1

I have a cuda kernel which works fine when called from a single CPU threads. However when the same is called from multiple CPU threads (~100), most of the kernel seems not be executed at all as the results comes out to be all zeros.Can someone please guide me how to resolve this problem?

In the current version of kernel I am using a cudadevicesynchronize() at the end of kernel call. Will adding a sync command before cudaMalloc() and kernel call be of any help in this case?

There is another thing which need some clarification. i.e. If two CPU threads executes the same cudaMalloc() command, will the later overwrite the former in GPU memory or will they create their own memory?

Thanks in advance for your help

Genutek
  • 387
  • 1
  • 5
  • 11
  • Same kernel --> same array ---> probably same elements --->undefined behaviour. Try same kernel with a different name and different buffers . – huseyin tugrul buyukisik Feb 14 '14 at 13:34
  • are you suggesting to create copies of the kernel with different names for each thread? – Genutek Feb 14 '14 at 13:43
  • If you can create a new .cu file programmatically from initial .cu file, yes, you should try. Compile time can increase. I used that once for my raytracer recursive function(fake recursivity) – huseyin tugrul buyukisik Feb 14 '14 at 13:44
  • are you doing any [proper cuda error checking](http://stackoverflow.com/questions/14038589/what-is-the-canonical-way-to-check-for-errors-using-the-cuda-runtime-api) – Robert Crovella Feb 14 '14 at 16:05
  • 2
    I don't think there's any problem calling the same kernel 100 times from 100 different threads.
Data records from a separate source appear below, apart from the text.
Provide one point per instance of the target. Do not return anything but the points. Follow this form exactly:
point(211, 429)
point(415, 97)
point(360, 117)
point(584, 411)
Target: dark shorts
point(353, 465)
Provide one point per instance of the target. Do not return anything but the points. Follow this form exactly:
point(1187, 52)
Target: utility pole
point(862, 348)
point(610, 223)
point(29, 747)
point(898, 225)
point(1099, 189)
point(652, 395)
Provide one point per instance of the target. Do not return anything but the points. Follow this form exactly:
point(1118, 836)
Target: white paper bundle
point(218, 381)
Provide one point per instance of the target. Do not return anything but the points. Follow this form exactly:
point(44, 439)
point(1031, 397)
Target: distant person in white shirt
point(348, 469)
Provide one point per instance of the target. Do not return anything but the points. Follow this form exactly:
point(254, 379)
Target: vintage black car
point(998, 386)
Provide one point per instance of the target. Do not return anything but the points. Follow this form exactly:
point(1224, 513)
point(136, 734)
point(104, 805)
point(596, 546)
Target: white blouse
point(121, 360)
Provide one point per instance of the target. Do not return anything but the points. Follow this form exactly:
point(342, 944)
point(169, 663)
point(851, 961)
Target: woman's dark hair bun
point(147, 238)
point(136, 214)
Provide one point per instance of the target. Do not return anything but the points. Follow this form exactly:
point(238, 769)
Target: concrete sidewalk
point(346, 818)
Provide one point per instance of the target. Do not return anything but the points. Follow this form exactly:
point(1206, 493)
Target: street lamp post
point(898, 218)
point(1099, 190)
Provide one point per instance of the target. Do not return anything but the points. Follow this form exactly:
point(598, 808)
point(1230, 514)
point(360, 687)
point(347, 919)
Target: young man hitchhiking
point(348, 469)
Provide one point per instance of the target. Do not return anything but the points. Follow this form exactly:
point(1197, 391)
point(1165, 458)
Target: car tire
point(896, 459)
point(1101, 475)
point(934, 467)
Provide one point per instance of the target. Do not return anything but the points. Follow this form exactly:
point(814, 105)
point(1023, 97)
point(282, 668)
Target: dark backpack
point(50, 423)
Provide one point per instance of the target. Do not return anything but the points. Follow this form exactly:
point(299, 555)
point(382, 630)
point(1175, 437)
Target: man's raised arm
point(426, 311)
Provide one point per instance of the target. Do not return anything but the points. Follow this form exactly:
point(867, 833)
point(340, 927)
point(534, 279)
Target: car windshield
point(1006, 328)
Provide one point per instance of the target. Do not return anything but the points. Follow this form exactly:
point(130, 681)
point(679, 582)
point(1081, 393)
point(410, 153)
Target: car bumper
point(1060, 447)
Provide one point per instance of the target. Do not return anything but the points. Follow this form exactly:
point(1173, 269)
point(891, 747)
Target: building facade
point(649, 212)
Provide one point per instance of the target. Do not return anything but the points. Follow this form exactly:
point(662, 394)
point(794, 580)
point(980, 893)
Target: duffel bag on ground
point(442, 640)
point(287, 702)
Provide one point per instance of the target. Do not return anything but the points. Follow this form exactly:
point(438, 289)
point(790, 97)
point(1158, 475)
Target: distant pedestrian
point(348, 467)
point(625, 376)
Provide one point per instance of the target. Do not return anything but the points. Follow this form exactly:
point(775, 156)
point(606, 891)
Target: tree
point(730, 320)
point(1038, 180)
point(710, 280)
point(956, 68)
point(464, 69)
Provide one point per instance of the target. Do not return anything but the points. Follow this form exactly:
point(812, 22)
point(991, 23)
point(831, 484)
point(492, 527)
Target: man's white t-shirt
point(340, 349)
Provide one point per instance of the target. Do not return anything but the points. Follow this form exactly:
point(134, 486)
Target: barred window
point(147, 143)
Here's a [simple example](http://pastebin.com/pUZ6Ufug) using pthreads. It's likely that if you do proper error checking, and review your data management carefully, you'll discover the issue. Or else post a simple example that fails. You should not have to create kernels with different names for each thread. You should not have two threads execute the same identical `cudaMalloc()` command. A pointer should be passed to `cudaMalloc` only once, before it is passed to `cudaFree()` – Robert Crovella Feb 15 '14 at 03:10
  • Are you using constant or texture memory ? Those would be limited only for one instance of the class, Please specify your CC version – TripleS Feb 15 '14 at 18:54
  • yes I am using texture memory in my kernel.I think this is the main cause then. I am using CUDA5.5 on GTX 690. Might upgrade to CUDA 6.0 now. – Genutek Feb 16 '14 at 21:21

1 Answers1

5

Usually one CPU thread can be used for calling a CUDA kernel. However, since CUDA 4.0, multiple CPU threads can share context. You can use cuCtxSetCurrent to tie the context of the kernel to the current thread. More information about this API function can be found here.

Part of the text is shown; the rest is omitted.